[SCL] XML syntax for CL
pat hayes
phayes at ai.uwf.edu
Thu May 8 18:01:04 CDT 2003
Guys, we have too many cooks stirring pots.
At a telecon a few weeks ago, Tamel agreed to make a draft XML syntax
for CL proposal. I thought it was understood that he would take
Chris M's DTD as a starting point, and maybe he did, or maybe that
idea got lost, Im not sure.
In the meantime, Tamel has produced a document
http://philebus.tamu.edu/pipermail/scl/2003-April/000125.html
and nobody is paying it any attention. Well, someone is:
http://www.altheim.com/specs/xcl/1.0/
Many thanks, Murray.
Clearly there is more than one way to use XML to give a syntax.
Before we get down to details of bugs and fixes, can we discuss the
overall best way to do it?

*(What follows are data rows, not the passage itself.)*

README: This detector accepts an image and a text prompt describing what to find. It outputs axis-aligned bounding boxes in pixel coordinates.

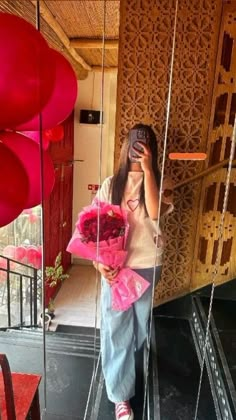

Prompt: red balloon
[0,257,7,283]
[27,247,42,269]
[26,247,37,262]
[0,143,29,227]
[0,272,7,283]
[0,13,55,129]
[29,213,39,224]
[15,246,27,262]
[16,49,78,130]
[0,257,7,269]
[34,252,42,270]
[21,209,33,215]
[44,125,64,142]
[3,245,17,259]
[0,253,16,270]
[20,130,50,150]
[1,132,55,209]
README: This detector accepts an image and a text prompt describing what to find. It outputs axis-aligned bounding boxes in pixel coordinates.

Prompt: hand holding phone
[129,128,149,161]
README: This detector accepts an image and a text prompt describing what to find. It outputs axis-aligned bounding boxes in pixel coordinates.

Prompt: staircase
[150,301,216,420]
[0,327,100,419]
[1,252,236,420]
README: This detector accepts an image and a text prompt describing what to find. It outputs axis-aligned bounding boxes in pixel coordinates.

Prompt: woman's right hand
[93,262,119,285]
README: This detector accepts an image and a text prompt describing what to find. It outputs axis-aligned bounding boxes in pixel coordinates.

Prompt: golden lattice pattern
[115,0,222,305]
[192,169,236,289]
[191,1,236,290]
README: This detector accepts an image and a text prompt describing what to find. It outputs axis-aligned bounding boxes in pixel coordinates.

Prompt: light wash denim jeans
[100,265,162,403]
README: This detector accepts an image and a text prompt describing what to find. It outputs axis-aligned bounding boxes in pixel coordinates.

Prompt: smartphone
[129,128,149,161]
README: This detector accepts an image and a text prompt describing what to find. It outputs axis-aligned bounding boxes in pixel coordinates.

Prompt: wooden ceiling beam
[30,0,91,71]
[70,38,119,50]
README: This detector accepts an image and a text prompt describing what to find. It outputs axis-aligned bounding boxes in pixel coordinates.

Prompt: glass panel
[43,1,120,418]
[0,209,44,406]
[192,0,236,417]
[2,1,236,419]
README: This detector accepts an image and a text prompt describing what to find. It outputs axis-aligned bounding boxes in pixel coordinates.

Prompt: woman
[94,124,174,420]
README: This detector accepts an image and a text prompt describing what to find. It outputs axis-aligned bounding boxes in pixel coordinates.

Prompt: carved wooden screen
[191,0,236,290]
[115,0,222,305]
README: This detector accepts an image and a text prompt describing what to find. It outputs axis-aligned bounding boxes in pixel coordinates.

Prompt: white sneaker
[115,401,134,420]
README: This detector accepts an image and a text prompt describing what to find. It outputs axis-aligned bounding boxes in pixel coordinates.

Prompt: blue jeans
[100,266,162,403]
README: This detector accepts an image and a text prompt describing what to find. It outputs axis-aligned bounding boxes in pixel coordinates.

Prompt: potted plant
[46,298,56,319]
[38,312,51,331]
[45,252,69,319]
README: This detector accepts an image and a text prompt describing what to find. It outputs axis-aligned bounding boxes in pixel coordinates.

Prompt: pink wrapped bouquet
[67,200,150,311]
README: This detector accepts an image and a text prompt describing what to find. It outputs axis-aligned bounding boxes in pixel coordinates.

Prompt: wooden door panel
[44,111,74,272]
[48,111,74,164]
[61,164,73,270]
[44,166,62,267]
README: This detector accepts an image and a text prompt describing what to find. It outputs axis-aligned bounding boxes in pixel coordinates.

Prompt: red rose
[79,211,125,243]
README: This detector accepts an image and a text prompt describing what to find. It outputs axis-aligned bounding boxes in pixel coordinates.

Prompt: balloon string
[83,1,106,419]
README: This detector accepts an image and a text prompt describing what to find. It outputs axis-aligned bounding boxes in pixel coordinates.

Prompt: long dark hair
[110,124,161,209]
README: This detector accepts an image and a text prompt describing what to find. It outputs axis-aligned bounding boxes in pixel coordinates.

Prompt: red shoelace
[115,401,132,419]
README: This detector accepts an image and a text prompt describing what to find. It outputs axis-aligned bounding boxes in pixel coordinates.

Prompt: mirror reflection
[42,1,120,419]
[0,1,236,420]
[189,0,236,418]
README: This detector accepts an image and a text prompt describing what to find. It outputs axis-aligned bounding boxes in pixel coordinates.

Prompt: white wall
[72,71,117,262]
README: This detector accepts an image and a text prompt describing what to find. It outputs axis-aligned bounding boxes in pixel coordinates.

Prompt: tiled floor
[50,264,101,331]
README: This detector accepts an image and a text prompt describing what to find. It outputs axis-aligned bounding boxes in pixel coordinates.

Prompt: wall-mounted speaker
[79,109,103,124]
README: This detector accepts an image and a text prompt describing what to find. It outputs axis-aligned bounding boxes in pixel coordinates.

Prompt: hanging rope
[142,0,179,418]
[194,114,236,419]
[35,0,47,413]
[83,1,106,419]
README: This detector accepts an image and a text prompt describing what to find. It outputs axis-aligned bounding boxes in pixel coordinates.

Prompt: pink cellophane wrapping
[67,200,150,311]
[111,268,150,311]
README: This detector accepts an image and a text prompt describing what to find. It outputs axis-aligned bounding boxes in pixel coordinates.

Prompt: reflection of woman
[94,124,174,420]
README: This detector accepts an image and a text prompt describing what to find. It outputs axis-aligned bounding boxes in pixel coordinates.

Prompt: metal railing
[0,255,41,328]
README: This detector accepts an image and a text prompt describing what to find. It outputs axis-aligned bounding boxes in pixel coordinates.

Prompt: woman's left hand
[132,142,153,172]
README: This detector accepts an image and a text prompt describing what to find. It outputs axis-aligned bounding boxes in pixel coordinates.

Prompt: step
[154,315,216,420]
[0,330,100,357]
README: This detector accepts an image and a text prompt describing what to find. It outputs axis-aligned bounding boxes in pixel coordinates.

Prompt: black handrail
[0,255,41,328]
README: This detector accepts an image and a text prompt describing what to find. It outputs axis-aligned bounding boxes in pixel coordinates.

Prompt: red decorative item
[20,124,64,150]
[34,251,42,270]
[1,132,55,209]
[21,209,33,215]
[0,257,7,270]
[0,271,7,284]
[28,213,39,224]
[0,143,29,227]
[0,255,16,273]
[20,131,50,151]
[44,125,64,142]
[0,13,55,129]
[26,246,42,268]
[3,245,17,259]
[16,49,78,130]
[15,246,27,262]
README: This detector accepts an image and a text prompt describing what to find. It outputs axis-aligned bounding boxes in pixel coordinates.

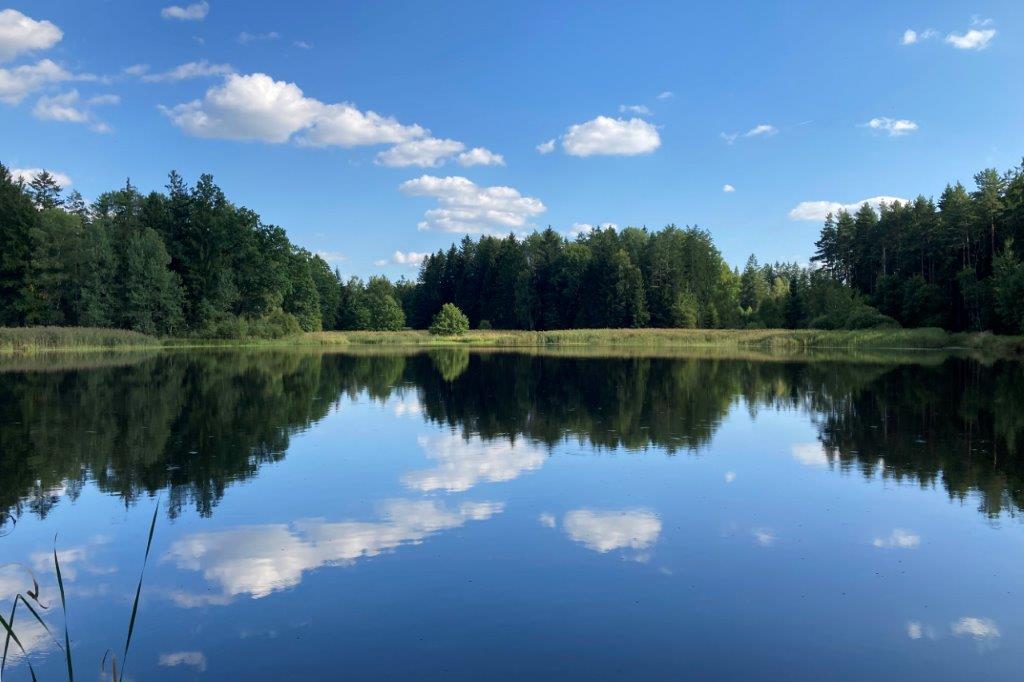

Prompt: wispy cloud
[141,60,233,82]
[161,1,209,21]
[619,104,651,116]
[238,30,280,44]
[33,89,118,132]
[864,117,918,137]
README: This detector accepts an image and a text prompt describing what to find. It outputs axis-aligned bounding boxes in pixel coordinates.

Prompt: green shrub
[429,303,470,336]
[202,310,302,339]
[477,319,492,330]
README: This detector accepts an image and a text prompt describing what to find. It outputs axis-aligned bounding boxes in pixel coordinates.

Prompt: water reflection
[403,434,547,492]
[559,509,662,557]
[165,499,503,604]
[2,349,1023,527]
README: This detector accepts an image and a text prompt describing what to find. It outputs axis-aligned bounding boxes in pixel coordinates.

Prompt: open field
[3,326,1023,357]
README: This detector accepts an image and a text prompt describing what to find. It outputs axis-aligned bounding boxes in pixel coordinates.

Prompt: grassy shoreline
[3,326,1024,357]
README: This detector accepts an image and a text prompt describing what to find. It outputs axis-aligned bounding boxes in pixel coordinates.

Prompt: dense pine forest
[2,160,1023,337]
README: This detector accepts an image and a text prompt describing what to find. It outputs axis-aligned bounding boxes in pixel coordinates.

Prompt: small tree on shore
[429,303,469,335]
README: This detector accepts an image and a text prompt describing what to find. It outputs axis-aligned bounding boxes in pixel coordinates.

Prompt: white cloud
[752,528,776,546]
[159,651,207,672]
[722,184,735,193]
[399,175,546,233]
[302,103,426,148]
[30,536,114,581]
[865,117,918,136]
[384,250,428,267]
[0,9,63,63]
[159,71,502,169]
[619,104,651,116]
[390,393,422,417]
[907,621,924,639]
[161,1,209,21]
[536,138,556,154]
[33,89,117,132]
[566,221,617,237]
[161,72,321,142]
[123,64,149,77]
[561,116,660,156]
[724,471,736,483]
[402,434,546,492]
[165,499,502,602]
[294,40,312,49]
[11,167,72,187]
[791,442,830,466]
[314,250,346,263]
[946,27,995,50]
[744,123,777,137]
[719,124,775,144]
[789,195,908,221]
[872,529,921,549]
[0,58,72,104]
[902,28,937,45]
[162,72,431,150]
[656,91,674,100]
[238,31,280,44]
[142,60,234,82]
[457,147,505,167]
[538,513,556,529]
[376,137,465,167]
[563,509,661,554]
[951,617,1000,639]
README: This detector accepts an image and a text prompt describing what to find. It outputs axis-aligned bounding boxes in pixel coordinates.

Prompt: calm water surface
[1,349,1023,680]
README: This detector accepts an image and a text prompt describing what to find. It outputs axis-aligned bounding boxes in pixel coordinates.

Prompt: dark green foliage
[992,240,1024,333]
[407,225,744,331]
[0,165,36,325]
[0,166,341,337]
[811,160,1024,333]
[337,275,406,331]
[429,303,470,335]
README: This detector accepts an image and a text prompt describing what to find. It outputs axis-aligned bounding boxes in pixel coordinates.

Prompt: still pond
[1,349,1022,679]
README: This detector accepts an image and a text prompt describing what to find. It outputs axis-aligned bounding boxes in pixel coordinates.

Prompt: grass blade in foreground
[119,501,159,680]
[54,545,73,682]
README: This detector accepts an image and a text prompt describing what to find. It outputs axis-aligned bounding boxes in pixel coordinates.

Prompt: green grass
[303,327,1024,355]
[2,326,1023,358]
[0,327,161,354]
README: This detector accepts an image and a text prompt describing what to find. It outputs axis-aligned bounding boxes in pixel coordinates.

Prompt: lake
[1,348,1023,680]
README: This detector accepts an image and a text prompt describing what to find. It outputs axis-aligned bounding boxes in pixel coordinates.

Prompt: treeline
[813,163,1024,333]
[3,160,1024,336]
[0,165,342,336]
[403,227,894,331]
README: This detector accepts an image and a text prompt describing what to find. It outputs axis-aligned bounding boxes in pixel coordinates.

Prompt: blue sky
[2,1,1022,277]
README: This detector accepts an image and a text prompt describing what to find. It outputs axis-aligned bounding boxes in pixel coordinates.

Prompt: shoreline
[2,326,1023,358]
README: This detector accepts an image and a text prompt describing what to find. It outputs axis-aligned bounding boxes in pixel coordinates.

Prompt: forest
[2,160,1023,336]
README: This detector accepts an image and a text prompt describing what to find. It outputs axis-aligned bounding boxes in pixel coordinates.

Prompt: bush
[202,310,302,339]
[429,303,470,336]
[477,319,492,330]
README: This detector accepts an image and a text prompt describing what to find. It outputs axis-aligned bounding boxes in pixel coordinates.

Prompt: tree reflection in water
[1,349,1022,525]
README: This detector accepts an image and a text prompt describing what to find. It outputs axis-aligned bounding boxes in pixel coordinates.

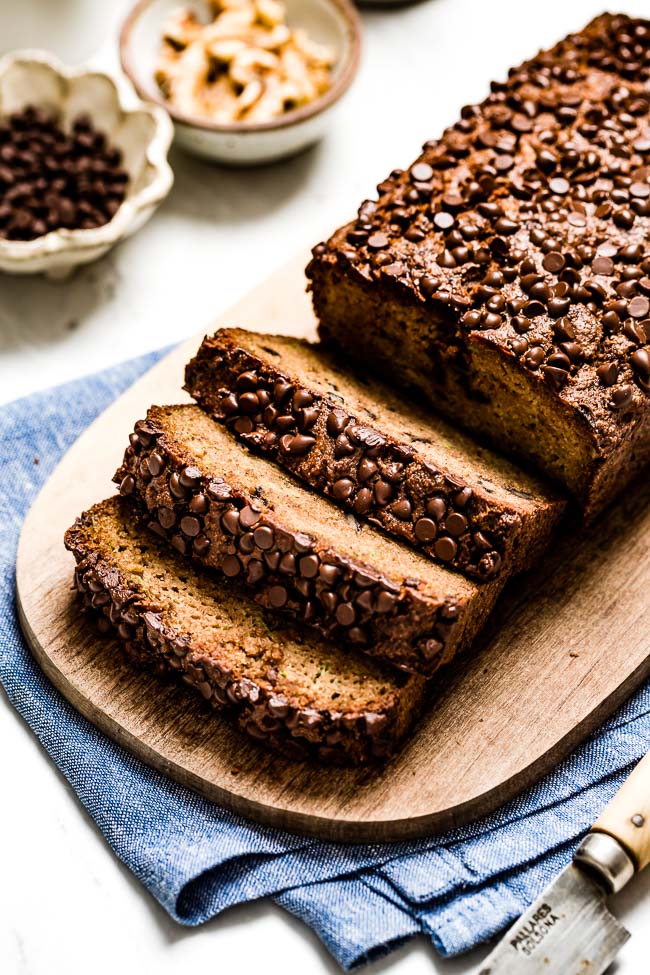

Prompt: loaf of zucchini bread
[185,328,565,581]
[308,13,650,519]
[65,496,426,765]
[115,404,502,675]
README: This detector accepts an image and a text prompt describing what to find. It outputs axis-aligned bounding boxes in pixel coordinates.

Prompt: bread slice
[307,14,650,521]
[184,327,565,580]
[65,496,426,765]
[115,404,502,676]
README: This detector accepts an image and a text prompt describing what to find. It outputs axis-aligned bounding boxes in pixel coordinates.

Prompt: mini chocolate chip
[240,505,261,529]
[236,370,258,391]
[414,517,437,542]
[119,474,135,496]
[268,585,288,607]
[434,536,457,561]
[332,478,355,500]
[253,525,275,550]
[426,498,446,521]
[554,317,576,341]
[542,364,569,390]
[221,509,241,534]
[632,348,650,376]
[326,410,349,436]
[375,590,397,614]
[239,532,256,555]
[391,498,412,520]
[319,564,340,586]
[597,362,619,387]
[374,480,393,506]
[299,554,320,578]
[208,480,233,501]
[523,346,545,368]
[611,385,635,410]
[433,211,454,231]
[169,472,186,499]
[549,177,570,195]
[238,391,260,415]
[179,466,202,490]
[293,532,313,552]
[420,274,441,298]
[189,493,209,515]
[293,389,314,410]
[222,555,241,577]
[367,232,389,250]
[336,603,356,627]
[286,434,316,455]
[279,552,296,574]
[233,416,254,435]
[157,507,176,529]
[147,451,165,476]
[273,379,293,403]
[358,458,378,482]
[193,535,211,557]
[542,251,565,273]
[445,512,468,536]
[593,255,615,275]
[630,296,650,319]
[354,488,373,514]
[180,515,201,538]
[411,161,434,182]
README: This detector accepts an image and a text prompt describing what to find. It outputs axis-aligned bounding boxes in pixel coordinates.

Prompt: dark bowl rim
[119,0,362,135]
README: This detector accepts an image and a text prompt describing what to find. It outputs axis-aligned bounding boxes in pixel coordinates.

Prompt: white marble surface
[1,1,649,972]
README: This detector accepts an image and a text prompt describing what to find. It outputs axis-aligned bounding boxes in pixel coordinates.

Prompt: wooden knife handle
[592,750,650,872]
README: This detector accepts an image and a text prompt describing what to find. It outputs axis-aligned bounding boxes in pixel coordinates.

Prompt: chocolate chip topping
[185,340,511,581]
[116,409,476,675]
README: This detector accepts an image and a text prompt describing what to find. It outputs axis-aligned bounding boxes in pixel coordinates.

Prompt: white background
[1,1,649,972]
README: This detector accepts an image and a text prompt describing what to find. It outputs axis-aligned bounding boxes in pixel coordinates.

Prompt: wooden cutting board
[16,252,650,842]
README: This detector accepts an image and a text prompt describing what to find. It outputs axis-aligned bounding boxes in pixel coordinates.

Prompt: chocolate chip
[239,532,256,555]
[411,161,434,182]
[253,525,275,550]
[193,535,210,558]
[542,251,565,273]
[279,552,296,574]
[326,410,349,436]
[374,480,393,506]
[611,385,635,410]
[426,498,446,521]
[335,603,356,627]
[240,505,261,529]
[221,509,241,534]
[247,560,264,584]
[298,554,320,578]
[332,478,355,500]
[179,466,202,490]
[367,232,389,250]
[208,480,233,501]
[592,255,615,275]
[434,536,457,561]
[358,458,377,482]
[549,177,570,195]
[414,517,437,542]
[597,361,619,387]
[157,506,176,529]
[222,555,241,577]
[236,370,258,391]
[169,472,186,499]
[268,585,288,608]
[285,434,316,455]
[189,493,209,515]
[375,591,397,614]
[353,488,373,515]
[631,348,650,376]
[391,498,412,520]
[523,346,545,368]
[433,211,455,231]
[180,515,201,538]
[630,296,650,319]
[119,474,135,496]
[445,512,468,536]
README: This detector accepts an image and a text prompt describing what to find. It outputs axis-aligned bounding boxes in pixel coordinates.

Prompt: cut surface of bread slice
[184,328,565,580]
[65,496,425,766]
[115,405,502,676]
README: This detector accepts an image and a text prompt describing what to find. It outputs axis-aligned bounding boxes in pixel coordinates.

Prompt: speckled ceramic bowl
[119,0,361,166]
[0,50,174,278]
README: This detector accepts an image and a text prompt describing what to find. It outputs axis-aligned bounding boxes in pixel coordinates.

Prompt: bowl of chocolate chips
[0,49,174,277]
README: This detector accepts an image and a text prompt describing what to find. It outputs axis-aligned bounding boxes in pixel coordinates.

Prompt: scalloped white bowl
[0,50,174,277]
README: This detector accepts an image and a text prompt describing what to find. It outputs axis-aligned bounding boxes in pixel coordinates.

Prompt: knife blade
[477,749,650,974]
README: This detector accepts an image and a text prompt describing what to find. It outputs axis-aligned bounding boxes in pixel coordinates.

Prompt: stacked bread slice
[65,327,564,766]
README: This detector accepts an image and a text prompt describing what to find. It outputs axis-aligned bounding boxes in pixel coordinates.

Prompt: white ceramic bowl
[119,0,361,165]
[0,50,174,278]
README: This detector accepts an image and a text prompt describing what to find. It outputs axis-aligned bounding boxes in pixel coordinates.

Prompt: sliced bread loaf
[184,328,565,580]
[65,496,425,765]
[115,405,502,676]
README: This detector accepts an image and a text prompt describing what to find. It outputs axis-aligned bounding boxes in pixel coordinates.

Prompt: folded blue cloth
[1,352,649,970]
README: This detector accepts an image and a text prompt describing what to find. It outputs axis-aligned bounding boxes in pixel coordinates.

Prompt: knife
[478,749,650,974]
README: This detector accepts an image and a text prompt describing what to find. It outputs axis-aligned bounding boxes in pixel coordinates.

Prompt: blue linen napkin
[1,351,649,971]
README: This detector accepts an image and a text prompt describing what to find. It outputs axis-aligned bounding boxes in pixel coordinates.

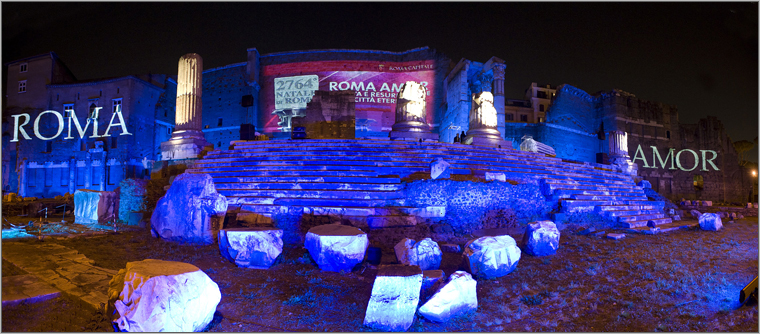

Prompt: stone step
[219,189,403,200]
[561,200,654,212]
[228,196,404,207]
[188,169,381,177]
[200,152,629,180]
[616,213,666,223]
[570,194,647,201]
[551,189,645,199]
[601,209,662,218]
[619,217,673,228]
[234,204,442,218]
[595,204,658,212]
[215,182,403,191]
[211,176,401,184]
[542,181,635,192]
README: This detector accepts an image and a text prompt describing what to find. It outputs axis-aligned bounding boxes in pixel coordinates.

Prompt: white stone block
[363,265,422,331]
[305,224,368,272]
[703,201,712,206]
[485,172,506,182]
[150,173,227,245]
[218,227,283,269]
[74,189,118,224]
[108,259,221,332]
[699,213,722,231]
[418,271,478,322]
[463,235,521,279]
[521,220,560,256]
[430,157,451,180]
[394,238,442,270]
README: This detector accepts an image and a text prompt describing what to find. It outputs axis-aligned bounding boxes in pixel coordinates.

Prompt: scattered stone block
[521,220,560,256]
[646,220,657,228]
[439,243,461,253]
[591,231,606,237]
[698,213,722,231]
[430,157,451,180]
[681,200,691,206]
[108,259,221,332]
[394,238,442,270]
[74,189,118,224]
[150,173,227,245]
[606,233,626,240]
[218,227,283,269]
[672,215,681,221]
[754,204,758,209]
[690,210,702,218]
[2,193,17,202]
[420,270,446,303]
[418,271,478,323]
[463,235,521,279]
[305,224,368,272]
[702,201,712,206]
[578,227,595,235]
[363,265,422,332]
[637,180,651,189]
[485,172,506,182]
[748,203,753,208]
[738,214,744,219]
[367,215,417,228]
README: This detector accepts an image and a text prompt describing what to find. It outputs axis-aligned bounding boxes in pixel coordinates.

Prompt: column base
[389,131,439,142]
[160,131,213,161]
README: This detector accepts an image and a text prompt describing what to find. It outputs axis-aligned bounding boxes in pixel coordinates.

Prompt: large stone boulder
[305,224,368,272]
[430,157,451,179]
[74,189,118,224]
[699,213,723,231]
[108,259,221,332]
[463,235,521,279]
[418,271,478,322]
[394,237,442,270]
[118,178,148,224]
[218,227,283,269]
[702,200,712,207]
[150,173,227,245]
[363,265,422,332]
[485,172,506,182]
[521,220,560,256]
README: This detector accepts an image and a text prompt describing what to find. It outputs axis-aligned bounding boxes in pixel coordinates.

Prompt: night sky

I have to say, I don't much like either of
the ones we have at the present but lets at least all talk to one
another about what we are all doing. For a start, could each of you,
Chris M . and Tamel, and Murray if you have time, look at what the
others have done and maybe mutually critique, or at least comment?
Bearing in mind that we have to actually get to a consensus
eventually, of course.
Many thanks to everyone for all the work, but we need to coordinate.
Unfortunately (?) this is one area where I do not feel competent to
adjudicate between rival criteria for adequacy.
Like most other XML syntaxes I have been obliged to deal with, these
proposals seem to me to be so ugly, long-winded,
information-deficient, unreadable and virtually impossible to use
that it is hard to believe that anyone would seriously suggest using
them for any purpose. Maybe I'm just missing the point of XML, but I
wish someone would tell me what the point is supposed to be. The
example used by Tamel uses 61 characters in a reasonable logical
notation, which becomes approximately 400 characters in the bare XML
rendering, and would expand to something closer to 800 characters
when embedded in a fully decorated XML document with all its
surrounding scaffolding, canonical identifiers and so on. The
information density has decreased by about 1.3 orders of magnitude
and the document has become unreadable and harder to parse. Can
anyone tell me what has been gained by this transformation?
But no doubt I should avoid such complaining, as I have found that it
is not productive when talking to XML enthusiasts.
Perhaps more to the point, however, is the need for us to take
seriously the potential need to interact with the RDF style of using
XML. Consider an OWL ontology encoded as an OWL-RDF graph written in
RDF/XML.
http://www.w3.org/2001/sw/WebOnt/ , see particularly
http://www.w3.org/TR/owl-semantics/
The ontology itself has a natural translation into CL (similar to the
one in http://www.coginst.uwf.edu/~phayes/OWL2LBASE.html , though it
could be done slightly differently). If we were to do that
translation, then write the CL in XML, what, if any, relationship
might there be between that piece of XML and the OWL/RDF/XML (see
http://www.w3.org/TR/rdf-syntax-grammar/) ?
Can anyone make a telecon next Tuesday?